The characters featured in romantasy novels are often the same age as those in new adult novels, and some new adult authors, including Yarros, are referred to by the media as romantasy authors. On the flip side, although the reigning queen of romantasy, Sarah J. Maas, uses new adult themes in A Court of Thorns and Roses, this series is considered adult.

How should writers position a novel that features an 18-year-old character? For Pelletier, there is no hard and fast rule, and the decision depends entirely on the subject matter, the level of graphic detail, and the story the author is trying to tell. “It’s less to do with the age range of characters than the life choices they’re facing,” Pelletier says. However, aging characters up or down could be in the writer’s best interest. “If the story feels young, call it YA,” she suggests. “If the themes are very adult, you could age the characters up to 20 to hit that new adult sweet spot.”

Waxman agrees. “If the content is more mature, it’s certainly easier if the character is 22,” she says. “Higher heat levels work better if the character has a little more distance from their teen years.” This also facilitates the ability of “the stores themselves to decide where to shelve the books.”

Scalzo says, “An 18-year-old character is very much a YA character, at least in the contemporary space. It’s the 20- to 23-year-olds we really struggle to place.”

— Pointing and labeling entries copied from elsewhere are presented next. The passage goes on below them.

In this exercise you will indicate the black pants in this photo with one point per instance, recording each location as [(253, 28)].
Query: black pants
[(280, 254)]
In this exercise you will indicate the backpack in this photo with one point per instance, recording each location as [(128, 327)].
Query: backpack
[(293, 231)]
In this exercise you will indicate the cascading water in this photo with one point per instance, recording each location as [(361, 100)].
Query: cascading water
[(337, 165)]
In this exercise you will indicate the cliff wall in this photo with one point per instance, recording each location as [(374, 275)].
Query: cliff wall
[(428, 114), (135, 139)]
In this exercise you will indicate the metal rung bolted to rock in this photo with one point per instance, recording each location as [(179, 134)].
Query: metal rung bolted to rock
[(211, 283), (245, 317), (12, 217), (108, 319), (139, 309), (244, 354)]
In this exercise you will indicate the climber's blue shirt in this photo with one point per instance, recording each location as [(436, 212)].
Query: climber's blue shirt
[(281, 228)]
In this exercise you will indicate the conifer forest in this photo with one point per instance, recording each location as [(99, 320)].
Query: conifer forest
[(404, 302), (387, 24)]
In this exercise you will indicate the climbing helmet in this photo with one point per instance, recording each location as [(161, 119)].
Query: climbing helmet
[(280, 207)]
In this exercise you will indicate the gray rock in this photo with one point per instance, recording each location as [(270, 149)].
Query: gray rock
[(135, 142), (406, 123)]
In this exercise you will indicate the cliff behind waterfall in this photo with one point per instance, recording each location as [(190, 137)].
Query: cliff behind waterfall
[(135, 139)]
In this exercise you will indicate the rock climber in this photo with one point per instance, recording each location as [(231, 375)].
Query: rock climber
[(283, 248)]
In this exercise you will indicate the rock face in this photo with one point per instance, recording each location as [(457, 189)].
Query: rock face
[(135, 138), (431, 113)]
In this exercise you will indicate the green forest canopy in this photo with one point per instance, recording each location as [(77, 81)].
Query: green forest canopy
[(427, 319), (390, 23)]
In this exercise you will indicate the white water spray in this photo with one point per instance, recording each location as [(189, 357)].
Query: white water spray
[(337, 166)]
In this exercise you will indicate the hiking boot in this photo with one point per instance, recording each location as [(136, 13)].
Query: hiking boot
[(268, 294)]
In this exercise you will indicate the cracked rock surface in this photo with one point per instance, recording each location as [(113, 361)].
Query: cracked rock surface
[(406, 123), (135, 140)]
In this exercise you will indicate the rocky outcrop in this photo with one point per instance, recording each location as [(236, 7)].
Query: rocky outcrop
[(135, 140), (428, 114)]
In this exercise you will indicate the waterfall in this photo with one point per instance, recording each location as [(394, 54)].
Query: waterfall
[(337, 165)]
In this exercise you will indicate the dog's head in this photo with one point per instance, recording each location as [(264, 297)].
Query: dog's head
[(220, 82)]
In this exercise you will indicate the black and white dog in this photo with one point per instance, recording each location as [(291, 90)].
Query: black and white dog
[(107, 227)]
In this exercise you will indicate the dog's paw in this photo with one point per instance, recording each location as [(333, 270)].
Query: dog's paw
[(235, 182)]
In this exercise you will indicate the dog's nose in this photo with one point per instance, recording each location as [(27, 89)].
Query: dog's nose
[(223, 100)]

Bottom line: Early concerns that new adult was merely “sexed-up YA”, watered-down adult, or a marketing gimmick are long over, and new adult writers are holding sway over both the self-publishing and traditional publishing markets. “We’re at an exciting place in publishing. There’s enough demand for these new adult novels, and we’re getting enough shelf space,” says Pelletier. “If you’re considering publishing or writing new adult, you absolutely should. There’s a huge need, a huge readership.”

However, Pelletier also warns that there will be a “natural waxing and waning” in the new adult category as Generation Z ages up before the Alpha generation is ready for these books. The rise of romantasy titles across age categories, coupled with the prevalence of terms such as crossover, could also complicate how or if traditional publishing uses the new adult moniker down the road.

In the end? “Just be confident in the story you are telling,” Scalzo says. “So much of this business is subjective, and you’ll hear all sorts of opinions about what your book should be. You want whoever you sign with as your agent and publisher to have a vision for the story that you believe in.”


A former acquiring editor of children’s books at Little, Brown and Simon & Schuster, Sangeeta Mehta runs her own editorial services company.